Roof Damage – Segregating Damages

Claiming roof damage is not as simple as it may appear at first glance.  A December 2024 opinion from the Eastern District of Texas, Tyler Division, discusses what the courts look at in roof damage claims wherein the insurance company claims the damage is pre-existing or caused for reasons other than hail damage.  The style of the opinion is Winterfield United Methodist Church v. Church Mutual Insurance Company.

The facts and legal history of the case can be gleamed from reading the opinion.  This is a summary judgment decision.

Because an insured can recover only for covered events, the burden of segregating the damage attributable solely to the covered event is a coverage issue for which the insured carries the burden of proof.  Under certain circumstances, a plaintiff’s failure to segregate is fatal on summary judgment. An insured may carry its burden by producing evidence demonstrating that the loss came solely from a covered loss or producing evidence that a jury could use to reasonably segregate covered and non-covered losses.  The Court then pointed out all the evidence produced by the Plaintiff.

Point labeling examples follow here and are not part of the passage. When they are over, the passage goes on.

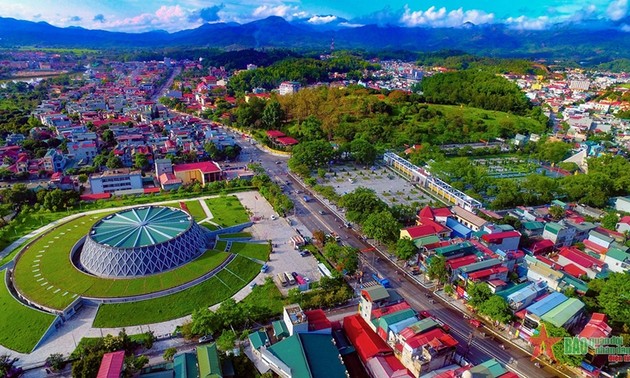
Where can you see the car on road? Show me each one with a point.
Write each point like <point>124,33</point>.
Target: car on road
<point>475,323</point>
<point>206,339</point>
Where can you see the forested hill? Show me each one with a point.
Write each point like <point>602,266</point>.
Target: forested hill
<point>495,40</point>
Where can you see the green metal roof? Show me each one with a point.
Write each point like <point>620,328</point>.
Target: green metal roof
<point>618,254</point>
<point>280,330</point>
<point>431,239</point>
<point>377,292</point>
<point>563,312</point>
<point>258,338</point>
<point>554,227</point>
<point>290,352</point>
<point>533,225</point>
<point>387,320</point>
<point>139,227</point>
<point>185,366</point>
<point>208,359</point>
<point>322,355</point>
<point>490,369</point>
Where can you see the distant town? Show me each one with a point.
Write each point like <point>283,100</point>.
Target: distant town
<point>338,216</point>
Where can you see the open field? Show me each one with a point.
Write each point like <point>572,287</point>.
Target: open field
<point>212,291</point>
<point>227,211</point>
<point>45,274</point>
<point>22,326</point>
<point>195,209</point>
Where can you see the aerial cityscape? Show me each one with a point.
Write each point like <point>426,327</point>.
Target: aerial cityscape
<point>312,189</point>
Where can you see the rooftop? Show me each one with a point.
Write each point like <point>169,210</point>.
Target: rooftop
<point>140,227</point>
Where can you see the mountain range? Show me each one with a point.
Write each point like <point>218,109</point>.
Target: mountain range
<point>562,41</point>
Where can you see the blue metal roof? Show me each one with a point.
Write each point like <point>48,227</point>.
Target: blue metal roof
<point>546,304</point>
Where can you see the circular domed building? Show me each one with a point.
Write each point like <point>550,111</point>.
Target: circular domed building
<point>142,241</point>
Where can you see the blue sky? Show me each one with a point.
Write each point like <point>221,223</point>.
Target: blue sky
<point>173,15</point>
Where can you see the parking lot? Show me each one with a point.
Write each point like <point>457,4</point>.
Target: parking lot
<point>284,257</point>
<point>390,187</point>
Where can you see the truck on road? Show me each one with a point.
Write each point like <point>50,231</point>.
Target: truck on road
<point>382,280</point>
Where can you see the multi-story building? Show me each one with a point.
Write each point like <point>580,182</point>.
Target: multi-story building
<point>115,180</point>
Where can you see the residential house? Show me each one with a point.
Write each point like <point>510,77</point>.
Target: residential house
<point>566,315</point>
<point>115,180</point>
<point>560,235</point>
<point>622,204</point>
<point>505,241</point>
<point>535,311</point>
<point>112,365</point>
<point>617,260</point>
<point>202,172</point>
<point>468,219</point>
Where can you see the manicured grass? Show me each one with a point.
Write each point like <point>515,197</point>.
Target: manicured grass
<point>195,209</point>
<point>253,250</point>
<point>22,326</point>
<point>236,235</point>
<point>50,279</point>
<point>227,211</point>
<point>212,291</point>
<point>266,296</point>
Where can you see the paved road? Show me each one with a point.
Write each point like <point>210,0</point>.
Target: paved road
<point>481,349</point>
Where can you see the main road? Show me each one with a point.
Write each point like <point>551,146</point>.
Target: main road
<point>477,345</point>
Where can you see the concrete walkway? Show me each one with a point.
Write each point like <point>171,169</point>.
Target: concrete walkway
<point>80,325</point>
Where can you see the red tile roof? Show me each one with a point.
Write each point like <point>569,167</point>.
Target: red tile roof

For these reasons, the court finds that Plaintiff has produced sufficient evidence attributing the church’s claimed damage to solely the January 2022 storm to survive summary judgment.

Alternatively, even if the court were to apply the concurrent causation doctrine, Plaintiff has submitted sufficient evidence from which a jury could segregate damages.  As Plaintiff argues, a jury can compare the prior inspection reports and photographs with that post-date of loss.  Moreover, the expert “provided a detailed line-item estimate of damages to the Property” detailing “nearly 100 specific line items identifying individual materials or labor, a separate column for the quantity of each item listed, and . . . line items out by each building . . . .” Thus, even if Plaintiff had not provided evidence showing all of the claimed damage was caused by a covered storm, the Court would still recommend denial of summary judgment because Plaintiff has provided a principle that a jury could use to segregate damages.